Having the right clauses in place for the assignment of IP is critical. The IP that is being transferred must be properly identified and exactly when it is transferred. Ideally, the intellectual property in the source code should be assigned upon the completion of the contract. Software developers should be aware that if the client is drafting the contract, savvy technology lawyers will draft the contract so intellectual property passes to the client upon its creation.

Further, there is more intellectual property than just source code that may need to be assigned. If your company is creating graphics, videos or animations those artistic works should be identified in the software development contract.  You also should decide whether the scope of works document itself also vests in the clients.

Once you identify the intellectual property that is to be assigned, you must determine when it is to be assigned. Most companies assign the copyright upon final payment, while some software companies require a certificate of assignment and payment before IP assigns to the client.

Software development contracts that are prepared by the client, sometimes contain clauses that assign intellectual property, including copyright, upon creation. This can be problematic for software developers, as such clauses could mean that developers must hand over the code (and ownership) before the final payment is made.


Drafting indemnities are always a tricky part of negotiating any contract. Although you need to be indemnified, it is important to know what you want to be indemnified for. For example, if the client insists on using a third-party software application as part of your software or to integrate into a third-party application into your software, the client must indemnify you for anything that goes wrong with that software.

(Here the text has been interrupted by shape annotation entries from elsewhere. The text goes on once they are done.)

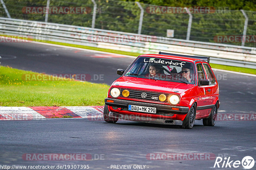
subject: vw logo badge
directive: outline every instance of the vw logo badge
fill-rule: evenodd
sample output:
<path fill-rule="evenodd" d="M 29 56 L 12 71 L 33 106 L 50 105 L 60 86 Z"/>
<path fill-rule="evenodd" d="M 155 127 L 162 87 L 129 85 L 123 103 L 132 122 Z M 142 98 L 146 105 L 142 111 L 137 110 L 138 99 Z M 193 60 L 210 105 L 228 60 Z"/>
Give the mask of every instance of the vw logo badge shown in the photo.
<path fill-rule="evenodd" d="M 147 93 L 141 93 L 141 97 L 142 98 L 146 98 L 147 97 Z"/>

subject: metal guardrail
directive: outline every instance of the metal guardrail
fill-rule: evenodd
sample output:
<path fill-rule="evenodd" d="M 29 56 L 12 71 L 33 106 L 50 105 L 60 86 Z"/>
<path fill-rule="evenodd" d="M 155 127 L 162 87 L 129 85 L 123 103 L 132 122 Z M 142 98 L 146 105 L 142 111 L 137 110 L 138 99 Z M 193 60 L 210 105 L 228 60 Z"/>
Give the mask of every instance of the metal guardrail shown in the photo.
<path fill-rule="evenodd" d="M 161 51 L 208 56 L 212 63 L 256 69 L 254 47 L 3 18 L 0 18 L 0 34 L 27 35 L 38 39 L 140 53 L 157 53 Z M 137 37 L 140 40 L 135 40 Z M 115 38 L 118 40 L 113 41 Z"/>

For example, if the third-party software’s API is not properly documented – or insufficient for the required purposes, then indemnities must be drafted to protect your company from things outside of your control such as the operation or availability of third-party services or software.

Other important areas of indemnification include that for data loss, the delay that is caused by contract variations, and scheduled maintenance.

While we’re on the topic of indemnities, and if the client is drafting the contract, be sure to check that it doesn’t bind the directors to the contract in their personal name. Client-drafted software development contracts often bind the directors personally, by including the director in the definition of “Contractor” or otherwise nominating them as a ‘key person’ in the contract, which holds significant personal responsibilities. That is a significant issue that could put you and your personal assets at risk.


Restraint clauses can predominantly be found in employment and business sale contracts.  The difference in enforceability was described in Just Group Ltd v Peck (2016) 344 ALR 162:

“A court takes a ‘stricter view’ of restraint clauses in employment contracts; and will more readily uphold a restraint clause in favour of a purchaser of the goodwill of a business than a restraint clause in favour of an employer. In particular, a purchaser of a business is entitled to protect itself from competition by the vendor; but an employer is not entitled to protect itself from competition per se by an employee.”

It is difficult for employers who want to restrain their employees from working for their clients or their competitors, as being restrained from working on a particular type of software or within a specific industry, is likely considered against public policy.  However, restraints can prevent clients from poaching coveted coders from the developer’s team.  Therefore, it is important to put restraints in software development contracts so the hardworking developers don’t get seduced by offers of a cushy job in the client’s head office. It makes for an awkward situation that you must avoid.

Further, the skills and experience that were gained during employment cannot be restrained.  In Esso Petroleum Co Ltd v Harpers Garage (Stourport) [1968] AC 269 at 298:

“a former employee may, for his own and for the public benefit, use skill experience and know how acquired in the service of the employer in legitimate competition”

You should also limit client contact with the developers where possible.  All communications are to go through the project lead – that’s a rule.